Sabe a sensação de uma pessoa se afogando, afundando a contragosto, fazendo um esforço imenso para voltar à superfície, lutando por uma ínfima quantidade de ar, debatendo-se e sendo traída por suas próprias forças? É assim que ando me sentindo.

Apesar de amar o mar, aqui, nessa metáfora tão pouco criativa, ele é meu inimigo. E é imenso, enorme, muito maior que eu. Ele também tem mais força. Como lutar contra alguém dessa magnitude? Os breves sopros de ar são minhas fracassadas tentativas de emergir ao meu mundo ideal, aquele , dos meus sonhos. Os meus sonhos talvez sejam as nuvens, lá em cima, bem longe de mim, mas bem presentes. Entre mim e elas, uma imensidão azul de distância. O cenário é lindo, mas é quase intransponível. E desesperador.

O mar me afoga. A rotina me mata. Os mesmos assuntos me tiram as forças. A mediocridade me desanima. A falsidade me golpeia. O ego é como uma corrente gelada que dificulta ainda mais minhas tentativas de respirar.

E lá em cima, minhas nuvens. Às vezes, elas se irritam e choram por mim.
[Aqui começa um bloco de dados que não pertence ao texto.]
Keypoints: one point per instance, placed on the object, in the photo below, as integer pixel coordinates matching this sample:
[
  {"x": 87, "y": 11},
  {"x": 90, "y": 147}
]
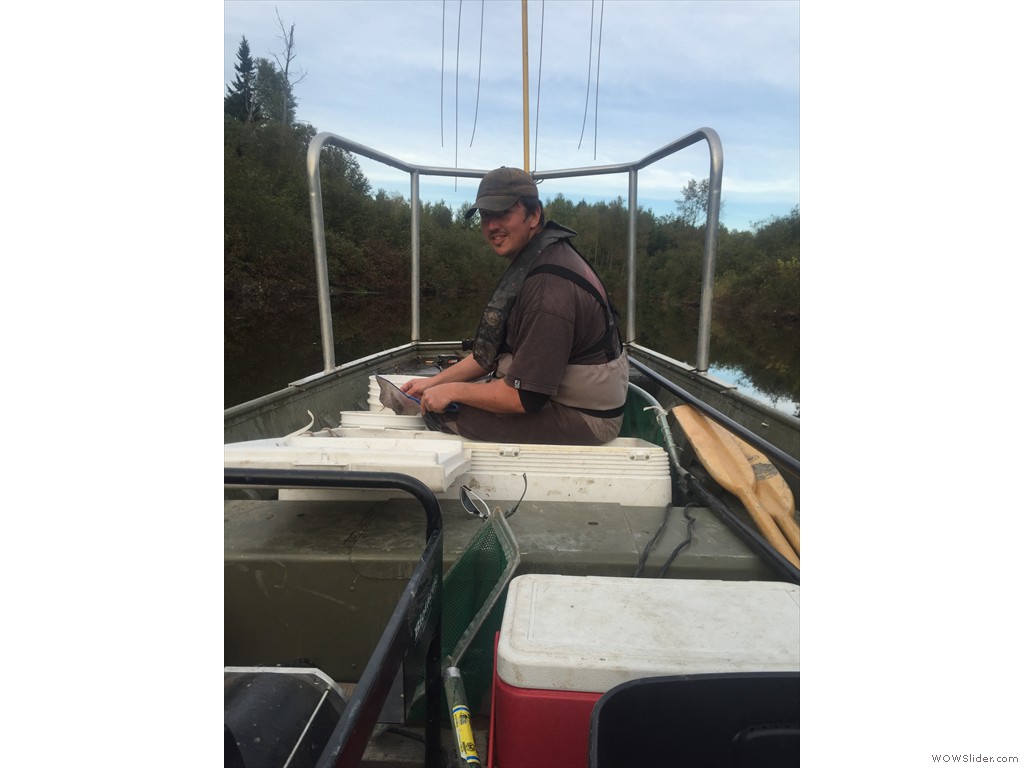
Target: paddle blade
[{"x": 722, "y": 455}]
Por essa distância que há entre a gente, que eu mesma impus, não sei como, e que também não sei como desfazer. Elas querem ser reais, mas dependem de mim para isso e, por isso, não conseguem e, por isso, ficam vagando no ar. Às vezes, uma desiste e vai embora. Mas as insistentes ficam, numa mescla de instinto de sobrevivência e um pouco de pena de mim, esse eu, que se afoga.
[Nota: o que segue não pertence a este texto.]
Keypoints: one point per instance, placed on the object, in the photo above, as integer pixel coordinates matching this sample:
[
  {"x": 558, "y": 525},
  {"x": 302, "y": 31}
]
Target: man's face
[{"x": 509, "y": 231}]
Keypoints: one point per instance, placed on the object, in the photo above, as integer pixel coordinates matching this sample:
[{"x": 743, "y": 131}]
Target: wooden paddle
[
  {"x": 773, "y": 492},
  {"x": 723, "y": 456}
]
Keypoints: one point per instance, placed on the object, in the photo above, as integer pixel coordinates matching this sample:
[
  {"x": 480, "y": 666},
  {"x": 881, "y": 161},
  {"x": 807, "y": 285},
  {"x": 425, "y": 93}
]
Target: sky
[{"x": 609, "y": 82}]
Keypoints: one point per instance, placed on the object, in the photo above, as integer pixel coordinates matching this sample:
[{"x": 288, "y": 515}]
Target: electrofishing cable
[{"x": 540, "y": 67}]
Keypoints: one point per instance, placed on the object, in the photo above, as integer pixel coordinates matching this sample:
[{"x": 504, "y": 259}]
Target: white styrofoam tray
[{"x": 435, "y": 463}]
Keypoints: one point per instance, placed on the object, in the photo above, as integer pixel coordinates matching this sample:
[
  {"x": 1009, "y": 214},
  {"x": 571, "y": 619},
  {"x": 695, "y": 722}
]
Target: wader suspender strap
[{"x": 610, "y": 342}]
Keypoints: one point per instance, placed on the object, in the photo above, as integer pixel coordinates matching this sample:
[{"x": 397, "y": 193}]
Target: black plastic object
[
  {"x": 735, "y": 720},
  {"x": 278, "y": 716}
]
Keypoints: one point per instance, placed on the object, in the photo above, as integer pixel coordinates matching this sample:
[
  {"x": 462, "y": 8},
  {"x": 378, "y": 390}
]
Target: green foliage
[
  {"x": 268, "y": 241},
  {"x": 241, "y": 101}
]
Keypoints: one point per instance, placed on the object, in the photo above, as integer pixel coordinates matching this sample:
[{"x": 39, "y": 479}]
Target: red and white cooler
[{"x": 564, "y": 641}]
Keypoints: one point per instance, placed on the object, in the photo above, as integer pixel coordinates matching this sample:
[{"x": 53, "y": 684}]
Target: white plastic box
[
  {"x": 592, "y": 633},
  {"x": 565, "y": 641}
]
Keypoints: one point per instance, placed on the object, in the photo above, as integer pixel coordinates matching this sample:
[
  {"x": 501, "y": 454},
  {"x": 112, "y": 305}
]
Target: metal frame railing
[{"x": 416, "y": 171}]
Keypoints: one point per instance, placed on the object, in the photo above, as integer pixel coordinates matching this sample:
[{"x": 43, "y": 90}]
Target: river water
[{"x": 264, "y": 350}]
Eu não sei como fazer. E aí, eu desisto. E quando desisto, afundo um pouquinho mais. Decido pela morte e tento me convencer que esse é o melhor caminho. Fico flutuando na sensação anestésica do deixar pra lá. Paro de lutar contra forças invisíveis tão brutais. Fecho os olhos e deixo que o destino faça o seu trabalho. Mas aí, uma gotinha cai lá do céu e cria um padrão circular na água. Consigo sentir a vibração, abro os olhos e vejo mais uma gotinha. Aquilo me dá ânimo e volto a lutar por mim. Por minhas nuvens. Chego à superfície e fico sem ar, mais uma vez...

1 comentários:

ninakitsch disse...

achei bem bonito o que vc escreveu. consegui até visualizar um desenho animado, daqueles bem poéticos, sobre isso.

ultimamente, tenho me sentido meio tragada pelo mar. eu lá no meio do redemoinho, sendo puxada para baixo. e totalmente sem forças para nadar contra. deixo levar... quem sabe me leva pra algum outro lugar?